Jake watched the man pull all the cards together. He handed them to the man sitting next to him. “Your deal.” He seemed nervous. They played cards for close to an hour, and Jake tried to make each shot of whiskey last, not wanting to drink so much that his aim might be off or his judgment impaired—yet just enough keep the men around him relaxed and amiable.
“You new in town?” he asked the fat man with the sweat-stained shirt.
“Maybe. What’s it to you?”
“I remember people, that’s all. I don’t remember seeing you here or anyplace else. You new to Oklahoma?”
“Might be.”
“Then how did you know about me? You said a book about Jake Harkner would be quite a read.” Jake looked at his hand and discarded one card.
“Hell, the whole country knows about Jake Harkner,” the fat man answered.
“Then you didn’t just hear about me recently—from someone looking to pay you to kill me?”
The room quieted again. Jeff squirmed at the sounds of some kind of wild lovemaking in a curtained-off room at the back of the tent. Obviously a whore was getting, or giving, her money’s worth to some man back there. Those sitting at the card tables didn’t seem the least bit disturbed by the sounds, including Jake and Lloyd, so Jeff struggled to be casual about it himself.
The fat man eyed Jake closely, still not responding to Jake’s last remark. “Hey, kid,” he finally called out to Jeff. “When you write that book, maybe you can end it with the name of the man who finally killed Jake Harkner.”
“And who would that be?” Jeff asked.
Suddenly there came a boom. The fat man flew backward and his chair fell over. Everyone jumped and backed away, including Jeff. Lloyd never moved.
“Holy sweet Jesus!” one of the players said, looking from the dead fat man, who lay sprawled with a hole in his gut and a pistol still in one hand, to Jake, who slowly set a smoking gun on the table.
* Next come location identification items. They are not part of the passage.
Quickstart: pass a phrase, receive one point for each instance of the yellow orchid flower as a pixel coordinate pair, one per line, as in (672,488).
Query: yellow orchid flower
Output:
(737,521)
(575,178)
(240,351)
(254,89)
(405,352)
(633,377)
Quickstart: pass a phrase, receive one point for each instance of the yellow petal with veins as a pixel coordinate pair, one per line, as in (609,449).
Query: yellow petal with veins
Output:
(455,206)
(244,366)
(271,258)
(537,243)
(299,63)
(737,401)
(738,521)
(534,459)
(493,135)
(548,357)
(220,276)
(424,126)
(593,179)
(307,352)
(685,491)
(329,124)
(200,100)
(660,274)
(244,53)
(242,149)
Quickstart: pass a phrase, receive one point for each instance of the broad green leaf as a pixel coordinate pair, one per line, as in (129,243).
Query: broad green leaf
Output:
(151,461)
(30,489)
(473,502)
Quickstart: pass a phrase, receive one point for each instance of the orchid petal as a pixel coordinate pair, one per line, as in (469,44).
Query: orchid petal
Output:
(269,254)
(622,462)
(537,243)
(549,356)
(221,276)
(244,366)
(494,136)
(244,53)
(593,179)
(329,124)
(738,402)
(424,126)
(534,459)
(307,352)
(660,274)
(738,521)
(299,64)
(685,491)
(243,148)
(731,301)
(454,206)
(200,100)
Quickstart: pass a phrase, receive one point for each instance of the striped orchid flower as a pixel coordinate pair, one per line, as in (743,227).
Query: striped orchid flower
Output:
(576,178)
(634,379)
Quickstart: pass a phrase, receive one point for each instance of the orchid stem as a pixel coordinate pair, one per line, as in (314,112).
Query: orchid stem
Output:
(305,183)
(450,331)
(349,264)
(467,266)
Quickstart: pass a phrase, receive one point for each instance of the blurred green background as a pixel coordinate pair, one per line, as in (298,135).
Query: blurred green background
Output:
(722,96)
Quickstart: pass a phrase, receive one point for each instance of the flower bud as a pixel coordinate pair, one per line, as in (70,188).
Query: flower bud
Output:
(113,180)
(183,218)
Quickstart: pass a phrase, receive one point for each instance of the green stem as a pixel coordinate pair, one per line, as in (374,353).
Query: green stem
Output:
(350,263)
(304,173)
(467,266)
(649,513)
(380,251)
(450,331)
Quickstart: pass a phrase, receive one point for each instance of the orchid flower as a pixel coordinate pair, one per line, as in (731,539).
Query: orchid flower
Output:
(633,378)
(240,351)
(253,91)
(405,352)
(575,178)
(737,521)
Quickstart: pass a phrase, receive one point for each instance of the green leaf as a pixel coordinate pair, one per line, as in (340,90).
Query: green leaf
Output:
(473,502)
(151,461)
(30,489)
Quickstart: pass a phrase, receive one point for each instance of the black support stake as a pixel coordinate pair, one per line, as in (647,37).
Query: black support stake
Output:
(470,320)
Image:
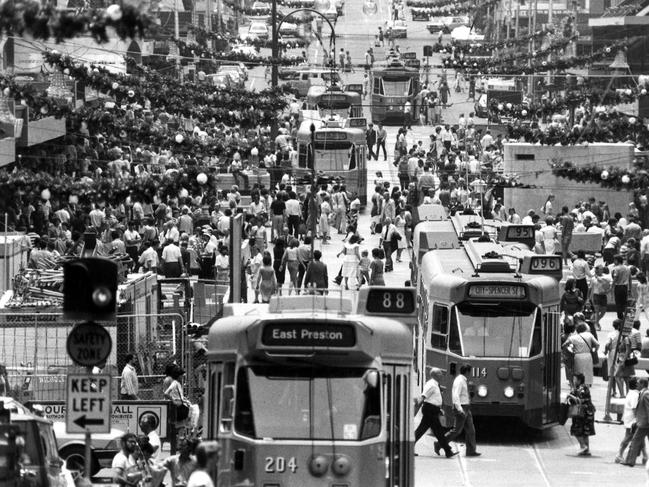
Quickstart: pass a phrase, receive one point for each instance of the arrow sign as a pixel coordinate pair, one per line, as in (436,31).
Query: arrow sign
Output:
(83,421)
(88,403)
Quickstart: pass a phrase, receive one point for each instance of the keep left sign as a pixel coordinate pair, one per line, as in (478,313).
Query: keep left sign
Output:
(88,403)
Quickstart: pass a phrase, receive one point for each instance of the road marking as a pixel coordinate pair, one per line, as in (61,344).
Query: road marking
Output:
(539,464)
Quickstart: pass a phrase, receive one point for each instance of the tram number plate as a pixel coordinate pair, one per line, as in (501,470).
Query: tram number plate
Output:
(280,465)
(478,372)
(396,301)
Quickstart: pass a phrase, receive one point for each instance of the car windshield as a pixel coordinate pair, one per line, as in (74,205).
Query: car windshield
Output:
(495,330)
(307,403)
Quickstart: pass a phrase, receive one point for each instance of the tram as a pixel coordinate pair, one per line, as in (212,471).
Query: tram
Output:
(305,391)
(331,100)
(393,84)
(495,306)
(340,151)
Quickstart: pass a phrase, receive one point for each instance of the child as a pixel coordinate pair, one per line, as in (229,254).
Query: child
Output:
(642,299)
(364,269)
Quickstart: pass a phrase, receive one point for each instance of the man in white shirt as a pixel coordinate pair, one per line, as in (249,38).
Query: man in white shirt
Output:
(462,412)
(129,382)
(148,427)
(124,461)
(431,409)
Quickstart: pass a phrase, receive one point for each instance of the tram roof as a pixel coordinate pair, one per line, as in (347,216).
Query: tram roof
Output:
(375,336)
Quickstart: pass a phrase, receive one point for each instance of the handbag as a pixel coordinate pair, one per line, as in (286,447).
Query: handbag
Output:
(631,360)
(593,353)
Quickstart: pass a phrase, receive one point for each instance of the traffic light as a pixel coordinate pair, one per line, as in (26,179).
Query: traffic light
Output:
(90,289)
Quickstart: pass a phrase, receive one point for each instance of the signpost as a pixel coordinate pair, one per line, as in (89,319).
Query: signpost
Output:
(88,403)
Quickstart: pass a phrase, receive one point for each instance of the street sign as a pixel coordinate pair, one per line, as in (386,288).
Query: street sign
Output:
(88,404)
(89,344)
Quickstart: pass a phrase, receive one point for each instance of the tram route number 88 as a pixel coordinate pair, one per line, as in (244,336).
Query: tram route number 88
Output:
(397,301)
(280,465)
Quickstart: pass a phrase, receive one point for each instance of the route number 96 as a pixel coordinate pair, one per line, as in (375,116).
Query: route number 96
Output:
(280,465)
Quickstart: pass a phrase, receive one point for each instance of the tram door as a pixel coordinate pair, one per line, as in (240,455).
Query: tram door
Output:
(552,365)
(399,449)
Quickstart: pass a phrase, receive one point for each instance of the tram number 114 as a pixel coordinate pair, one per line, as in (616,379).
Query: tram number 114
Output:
(280,465)
(478,372)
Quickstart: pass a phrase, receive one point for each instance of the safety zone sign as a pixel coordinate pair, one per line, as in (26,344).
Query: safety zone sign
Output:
(88,403)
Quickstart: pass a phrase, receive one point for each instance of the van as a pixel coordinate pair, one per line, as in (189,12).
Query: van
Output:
(305,79)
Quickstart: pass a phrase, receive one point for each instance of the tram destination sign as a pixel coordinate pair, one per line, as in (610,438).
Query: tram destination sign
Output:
(497,291)
(390,301)
(296,334)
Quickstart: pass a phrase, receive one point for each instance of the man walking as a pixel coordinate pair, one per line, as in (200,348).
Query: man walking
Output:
(567,227)
(381,136)
(370,138)
(431,397)
(462,411)
(642,422)
(129,385)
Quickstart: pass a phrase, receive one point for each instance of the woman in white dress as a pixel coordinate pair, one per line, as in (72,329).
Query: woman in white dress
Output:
(351,260)
(549,236)
(402,244)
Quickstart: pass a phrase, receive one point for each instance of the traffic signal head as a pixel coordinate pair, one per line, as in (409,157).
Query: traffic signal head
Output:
(90,289)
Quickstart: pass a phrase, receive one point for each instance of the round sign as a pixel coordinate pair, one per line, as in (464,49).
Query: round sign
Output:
(89,344)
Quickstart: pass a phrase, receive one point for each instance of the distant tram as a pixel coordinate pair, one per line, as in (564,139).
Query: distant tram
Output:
(313,398)
(494,306)
(394,84)
(340,150)
(332,100)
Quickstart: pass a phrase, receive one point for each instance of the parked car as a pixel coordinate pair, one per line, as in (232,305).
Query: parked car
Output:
(399,28)
(72,449)
(34,444)
(258,30)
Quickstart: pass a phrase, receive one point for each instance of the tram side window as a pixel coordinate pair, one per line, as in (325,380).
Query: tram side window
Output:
(455,342)
(439,329)
(378,86)
(537,343)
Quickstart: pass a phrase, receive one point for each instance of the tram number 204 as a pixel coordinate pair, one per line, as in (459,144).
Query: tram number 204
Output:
(280,465)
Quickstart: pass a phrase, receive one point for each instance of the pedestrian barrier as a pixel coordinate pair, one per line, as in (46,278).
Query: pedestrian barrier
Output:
(33,350)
“I wouldn’t mind playing a few more rounds,” Jake said, “unless another one of you is bent on killing me.”
Everyone just stared at him, clearly wondering how on earth Jake knew the fat man was aiming to shoot him under the table.
“That was…amazing,” Jeff half mumbled.
Jake shared a look with Lloyd, who glanced at the dead man. “Shit, Pa, you just made a mess. That piece of blubber has a hole in his gut six inches across.”
“Then somebody had better clean things up,” Jake answered casually, his cigarette at the corner of his mouth. He poured himself yet another shot of whiskey, leaving the still-smoking gun on the table. “Whose turn is it to deal?”
The bartender came over and asked another man to help him drag the body outside. Jake drank down the shot of whiskey.
“Trudy, get us some more beer over here,” a man at Lloyd’s table called out.
Jake and Lloyd both turned to see the woman named Trudy, who’d just come into the barroom from behind the curtain. Her hair was disheveled and her fancy gold dress buttoned wrong. “What the hell happened in here?” she asked.
“Jake Harkner just shot that new guy—Frank Gallus.” The man who answered nodded toward Jake, and Trudy sauntered up to Jake. She was perhaps twenty-five or thirty, with long, dark hair and the look of a Mexican about her.
“So, you’re Jake Harkner. I’ve heard about you.”
Jake looked her over. “Most folks have.”
“What happened to that handsome face?”
“Just a little disagreement with someone.”
“Looks like he won.”
“I beat the man to a pulp with a belt.”
Her eyebrows arched. “Well, there’s a novel way of beating on someone.”
“Some people make it their choice of punishment.”
Trudy stood behind him, running her hands over his shoulders and up and down his arms. “I’ll bet you’d never treat anyone in your family like that. Fact is, I’ve heard you have quite a nice family, over in Guthrie.”